SEAN COCKERHAM; The News Tribune
MOSUL, IRAQ – People in the streets stared at the behemoth rolling through their city on a hunt for roadside bombs – at 24 tons, even heavier and certainly taller than an armored Stryker infantry carrier.
Some watched in curiosity. Others glared. There are many people in this northern city of 2 million who would love nothing more than to blow up this vehicle and the Fort Lewis combat engineers inside.
“These vehicles have bounties on them,” said Spc. Dave Zawitaj of Lakewood, driver of the Buffalo armored vehicle. “These are the number one vehicles they want to take out.”
That’s because of the Buffalo’s ability to find roadside bombs. It has a 30-foot robot claw that rakes through suspicious-looking garbage or mounds of dirt. There’s supposedly Arabic graffiti spray painted on walls down in Baghdad that says “Kill the Claw.”

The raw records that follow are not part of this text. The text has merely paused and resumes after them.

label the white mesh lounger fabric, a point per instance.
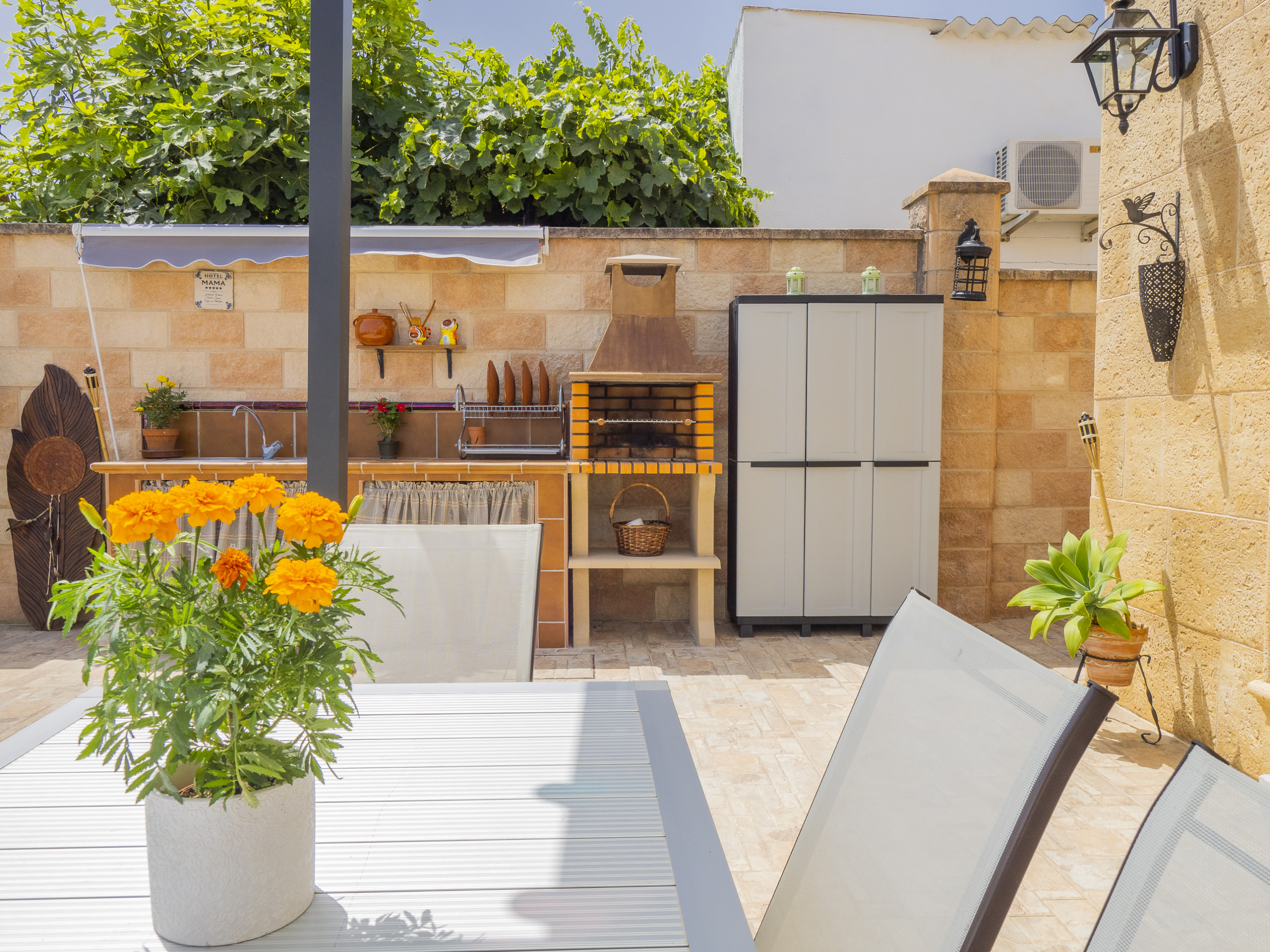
(469, 595)
(1198, 875)
(948, 770)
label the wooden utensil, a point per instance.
(492, 385)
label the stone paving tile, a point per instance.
(762, 716)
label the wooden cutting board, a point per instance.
(492, 385)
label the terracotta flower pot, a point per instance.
(160, 440)
(1123, 654)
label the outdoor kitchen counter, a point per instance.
(549, 498)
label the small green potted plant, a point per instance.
(1080, 583)
(388, 416)
(226, 685)
(160, 409)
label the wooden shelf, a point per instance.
(670, 559)
(411, 347)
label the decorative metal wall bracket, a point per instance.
(1162, 284)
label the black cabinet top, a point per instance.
(838, 298)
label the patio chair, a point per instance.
(1198, 875)
(938, 792)
(469, 595)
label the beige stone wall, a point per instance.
(1185, 442)
(556, 311)
(1017, 372)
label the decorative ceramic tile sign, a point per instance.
(214, 291)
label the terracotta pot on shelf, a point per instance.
(375, 329)
(160, 440)
(1123, 656)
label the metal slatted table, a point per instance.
(475, 817)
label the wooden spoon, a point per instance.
(492, 385)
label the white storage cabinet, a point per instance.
(833, 457)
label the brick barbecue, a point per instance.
(642, 398)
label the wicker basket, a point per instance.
(648, 540)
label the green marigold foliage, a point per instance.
(197, 112)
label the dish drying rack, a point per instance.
(479, 414)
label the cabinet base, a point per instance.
(865, 622)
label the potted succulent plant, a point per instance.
(160, 409)
(388, 416)
(1081, 584)
(225, 686)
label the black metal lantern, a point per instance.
(1124, 56)
(971, 277)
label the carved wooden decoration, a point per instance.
(49, 472)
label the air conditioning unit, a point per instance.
(1055, 178)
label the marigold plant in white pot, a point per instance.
(1081, 584)
(225, 686)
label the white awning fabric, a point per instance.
(181, 245)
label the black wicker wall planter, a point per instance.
(1162, 284)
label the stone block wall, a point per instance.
(1185, 442)
(554, 311)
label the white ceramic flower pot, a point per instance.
(230, 873)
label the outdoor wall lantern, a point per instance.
(1124, 56)
(971, 276)
(1161, 285)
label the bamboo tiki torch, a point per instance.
(94, 398)
(1090, 441)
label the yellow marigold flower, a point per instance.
(234, 565)
(259, 492)
(203, 502)
(139, 516)
(312, 520)
(307, 586)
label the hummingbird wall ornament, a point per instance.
(1161, 285)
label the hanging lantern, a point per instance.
(971, 278)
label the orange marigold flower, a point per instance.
(234, 565)
(312, 520)
(203, 502)
(307, 586)
(259, 492)
(139, 516)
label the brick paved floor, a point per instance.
(762, 716)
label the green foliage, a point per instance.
(1079, 583)
(196, 111)
(194, 673)
(162, 404)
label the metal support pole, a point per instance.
(330, 119)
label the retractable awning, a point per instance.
(181, 245)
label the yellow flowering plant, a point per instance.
(162, 405)
(238, 667)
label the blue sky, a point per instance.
(680, 32)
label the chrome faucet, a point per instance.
(270, 451)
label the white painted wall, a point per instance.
(842, 116)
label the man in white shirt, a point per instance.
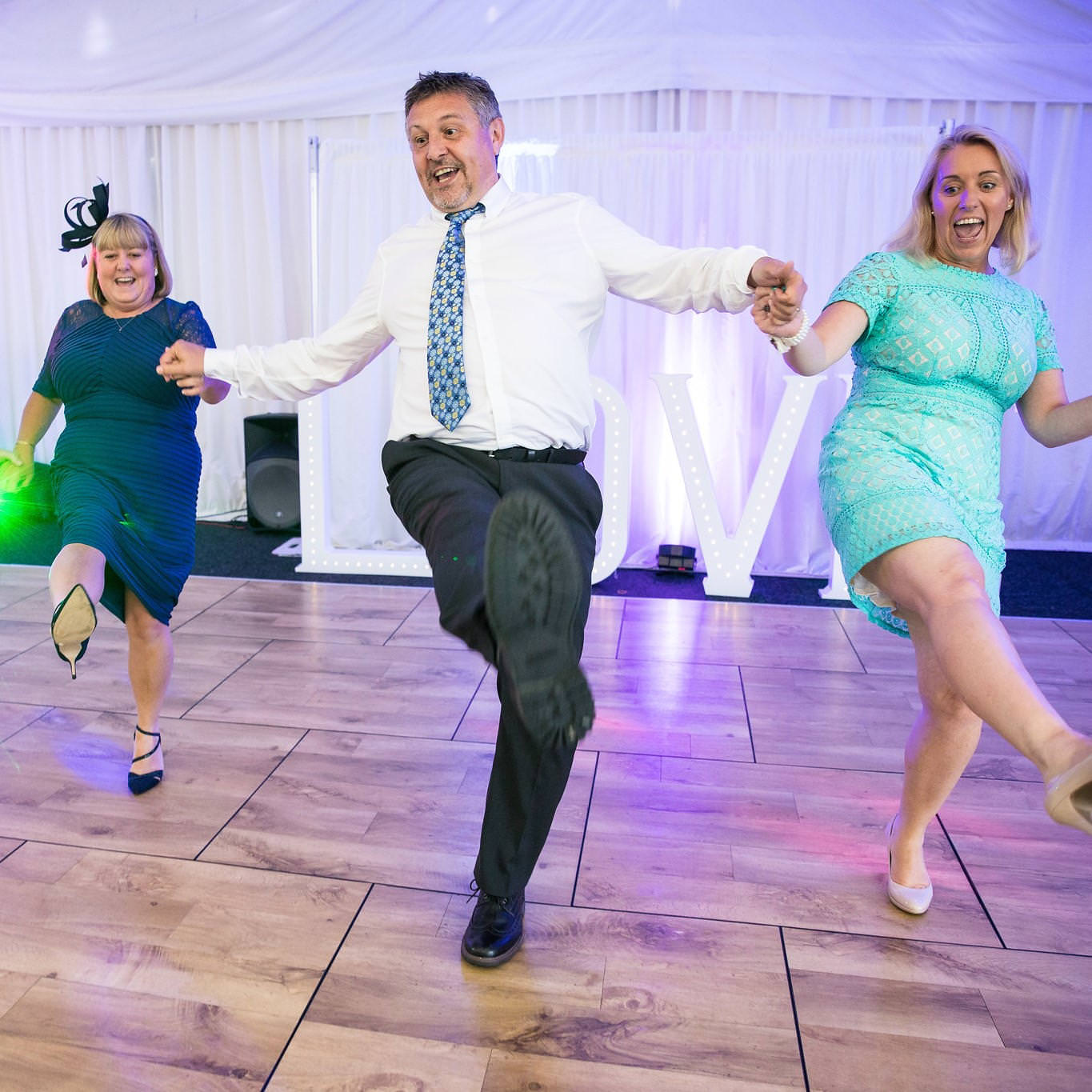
(485, 451)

Zawitaj, 23, and his fellow soldiers from the 18th Engineer Company at Fort Lewis frequently run into bombs. But their Buffalo can withstand terrific blasts with no harm to the men in the elevated cab.
The engineers are attached to 3rd Brigade, 2nd Infantry Division and went to Iraq with the Stryker troops this summer. They said they’ve been hit several times in their four months here, with the only real damage being flat tires.
Small-arms fire is little more than a distraction. Gunshots sound like popcorn when they hit the bulletproof windows.
The Buffalo cruised through the early-morning Mosul streets Saturday, looking for improvised explosive devices hidden among the garbage that is strewn everywhere in Iraq’s cities.